C'est un journaliste "mainstream" (ce n'est pas une critique) qui a parfois des colères froides mais qui, dans l'ensemble, est plus proche de la dynastie Duhamel que de Médiapart.
Mercredi 26 mars je suis tombé sur sa minute et demie dans "Quotidien" (un cirque) dans laquelle il s'en est pris aux procureurs qui avaient dénoncé un "pacte de corruption" dans l'affaire Sarkozy - Kadhafi.
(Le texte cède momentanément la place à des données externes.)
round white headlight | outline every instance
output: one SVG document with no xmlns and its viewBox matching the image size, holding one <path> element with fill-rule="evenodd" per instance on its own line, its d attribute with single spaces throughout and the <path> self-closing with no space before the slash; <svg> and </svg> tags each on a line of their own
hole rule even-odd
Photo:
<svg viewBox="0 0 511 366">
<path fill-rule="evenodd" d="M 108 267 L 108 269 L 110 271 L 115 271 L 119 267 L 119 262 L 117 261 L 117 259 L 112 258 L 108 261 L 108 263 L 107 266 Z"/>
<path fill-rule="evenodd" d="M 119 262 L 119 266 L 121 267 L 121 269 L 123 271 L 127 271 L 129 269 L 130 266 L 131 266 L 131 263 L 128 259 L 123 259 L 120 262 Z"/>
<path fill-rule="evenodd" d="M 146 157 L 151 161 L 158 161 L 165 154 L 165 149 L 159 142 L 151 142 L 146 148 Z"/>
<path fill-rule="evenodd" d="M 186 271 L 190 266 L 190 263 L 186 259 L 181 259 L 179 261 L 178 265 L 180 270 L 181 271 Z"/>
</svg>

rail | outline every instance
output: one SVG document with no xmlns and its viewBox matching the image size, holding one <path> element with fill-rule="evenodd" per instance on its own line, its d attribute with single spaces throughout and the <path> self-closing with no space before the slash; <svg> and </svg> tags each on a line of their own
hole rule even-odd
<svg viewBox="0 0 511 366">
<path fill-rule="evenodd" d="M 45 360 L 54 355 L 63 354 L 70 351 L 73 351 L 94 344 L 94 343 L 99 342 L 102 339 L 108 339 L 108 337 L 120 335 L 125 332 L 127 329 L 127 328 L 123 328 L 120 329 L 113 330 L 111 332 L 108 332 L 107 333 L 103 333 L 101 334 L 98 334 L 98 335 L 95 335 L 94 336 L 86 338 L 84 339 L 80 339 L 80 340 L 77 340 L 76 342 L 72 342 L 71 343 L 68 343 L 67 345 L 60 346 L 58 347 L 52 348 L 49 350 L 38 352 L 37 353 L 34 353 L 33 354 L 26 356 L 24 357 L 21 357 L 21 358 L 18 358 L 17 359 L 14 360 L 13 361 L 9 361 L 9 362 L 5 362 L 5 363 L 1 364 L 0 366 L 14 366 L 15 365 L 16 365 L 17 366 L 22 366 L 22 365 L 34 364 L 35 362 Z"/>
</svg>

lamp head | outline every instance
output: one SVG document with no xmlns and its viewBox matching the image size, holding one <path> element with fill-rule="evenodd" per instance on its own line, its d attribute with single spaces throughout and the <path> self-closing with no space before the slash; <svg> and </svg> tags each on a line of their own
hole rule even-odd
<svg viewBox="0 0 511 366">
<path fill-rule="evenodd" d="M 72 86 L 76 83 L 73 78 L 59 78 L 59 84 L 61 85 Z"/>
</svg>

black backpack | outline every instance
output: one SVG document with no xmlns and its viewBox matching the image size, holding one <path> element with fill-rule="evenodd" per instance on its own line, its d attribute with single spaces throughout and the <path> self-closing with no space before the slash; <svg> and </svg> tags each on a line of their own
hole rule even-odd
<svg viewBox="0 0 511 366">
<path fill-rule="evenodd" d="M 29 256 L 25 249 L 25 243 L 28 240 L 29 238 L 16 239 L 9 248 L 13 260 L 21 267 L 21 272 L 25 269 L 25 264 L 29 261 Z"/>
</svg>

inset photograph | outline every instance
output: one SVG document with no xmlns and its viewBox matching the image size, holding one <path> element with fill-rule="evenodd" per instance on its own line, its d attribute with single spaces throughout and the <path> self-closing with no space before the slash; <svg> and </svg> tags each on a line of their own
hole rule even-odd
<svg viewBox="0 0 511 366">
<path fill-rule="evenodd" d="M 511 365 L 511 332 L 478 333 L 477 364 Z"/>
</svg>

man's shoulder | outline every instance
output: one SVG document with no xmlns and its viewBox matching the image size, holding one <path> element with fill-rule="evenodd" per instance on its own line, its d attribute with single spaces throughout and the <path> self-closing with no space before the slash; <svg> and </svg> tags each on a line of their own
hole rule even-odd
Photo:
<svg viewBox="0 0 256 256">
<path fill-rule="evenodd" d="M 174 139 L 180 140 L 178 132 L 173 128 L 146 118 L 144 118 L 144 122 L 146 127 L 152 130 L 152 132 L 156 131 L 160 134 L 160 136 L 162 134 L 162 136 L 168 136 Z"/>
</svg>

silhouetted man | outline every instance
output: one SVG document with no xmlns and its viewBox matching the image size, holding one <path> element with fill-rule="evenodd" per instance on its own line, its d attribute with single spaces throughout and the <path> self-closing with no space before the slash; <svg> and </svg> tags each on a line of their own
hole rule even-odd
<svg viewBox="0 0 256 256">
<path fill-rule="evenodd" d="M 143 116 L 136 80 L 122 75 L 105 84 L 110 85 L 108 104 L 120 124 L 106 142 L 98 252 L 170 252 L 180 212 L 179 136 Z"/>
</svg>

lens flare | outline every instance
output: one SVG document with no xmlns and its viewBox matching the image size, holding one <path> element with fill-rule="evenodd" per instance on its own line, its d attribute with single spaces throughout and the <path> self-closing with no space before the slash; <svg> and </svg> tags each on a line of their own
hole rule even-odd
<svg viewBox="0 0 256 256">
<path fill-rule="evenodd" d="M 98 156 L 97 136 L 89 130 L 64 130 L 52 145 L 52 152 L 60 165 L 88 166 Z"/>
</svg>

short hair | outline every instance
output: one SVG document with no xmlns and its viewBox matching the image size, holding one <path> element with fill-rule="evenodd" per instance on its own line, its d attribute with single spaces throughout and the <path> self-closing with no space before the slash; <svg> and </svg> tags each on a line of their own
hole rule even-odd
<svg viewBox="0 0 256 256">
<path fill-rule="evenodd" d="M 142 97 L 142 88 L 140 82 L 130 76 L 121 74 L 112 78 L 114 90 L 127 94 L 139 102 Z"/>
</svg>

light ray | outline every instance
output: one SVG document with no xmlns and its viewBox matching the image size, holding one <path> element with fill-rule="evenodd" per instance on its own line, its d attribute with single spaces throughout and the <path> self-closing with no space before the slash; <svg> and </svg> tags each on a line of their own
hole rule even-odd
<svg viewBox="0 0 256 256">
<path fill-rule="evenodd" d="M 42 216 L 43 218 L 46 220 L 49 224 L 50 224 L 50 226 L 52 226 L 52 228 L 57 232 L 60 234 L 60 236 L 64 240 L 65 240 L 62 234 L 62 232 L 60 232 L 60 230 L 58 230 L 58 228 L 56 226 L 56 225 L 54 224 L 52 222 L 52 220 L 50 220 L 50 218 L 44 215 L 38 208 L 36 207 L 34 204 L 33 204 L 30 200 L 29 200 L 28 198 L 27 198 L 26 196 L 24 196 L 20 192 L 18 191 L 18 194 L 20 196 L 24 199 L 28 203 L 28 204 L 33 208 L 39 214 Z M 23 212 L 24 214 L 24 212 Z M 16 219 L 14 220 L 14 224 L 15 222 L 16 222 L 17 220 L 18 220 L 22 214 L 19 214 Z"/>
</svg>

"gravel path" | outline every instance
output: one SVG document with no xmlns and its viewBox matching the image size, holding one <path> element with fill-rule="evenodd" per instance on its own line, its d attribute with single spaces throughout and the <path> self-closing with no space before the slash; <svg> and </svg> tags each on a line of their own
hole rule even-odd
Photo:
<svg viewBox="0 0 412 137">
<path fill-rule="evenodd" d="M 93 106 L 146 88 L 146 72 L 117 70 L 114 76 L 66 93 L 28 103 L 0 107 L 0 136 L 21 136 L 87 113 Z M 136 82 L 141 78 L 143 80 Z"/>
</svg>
Il a également dénié à ceux-ci le droit de donner un avis sur la corruption ou l'ambition présidentielle de l'ex-président.
Je ne suis pas d'accord du tout avec lui et pense même le contraire.
Quelque jours auparavant le même Aphatie avait été au centre d'une polémique qu'il avait lui-même créée: en disant en substance que la France avait commis des crimes de masse en Algérie comme le massacre d'Oradour sur Glane (10 juin 1944) par la division nazie Das Reich en France, il a essuyé une tempête, la plupart de ses "confrères" le reniant.
Et pourtant....
Sur ce point je suis d'accord avec lui. Ces crimes, souvent tus et rarement jugés, des deux côtés, sont en partie la cause des difficultés relationnelles de la France avec l'Algérie.
Il faudra bien un jour, mettre à plat ce conflit et faire justice Historique de ce qui s'est passé, des deux côtés. Notre mauvaise conscience et la commodité que représente pour le pouvoir Algérien de tout nous mettre sur le dos finira bien un jour.
Les travaux des historiens ne suffisent pas: il faut que nous soyons décidés, des deux côtés, à accepter d'ouvrir les dossiers enfouis dans la poussière. Non pas, une fois de plus, pour expier nos fautes mais pour solder une période bien peu digne.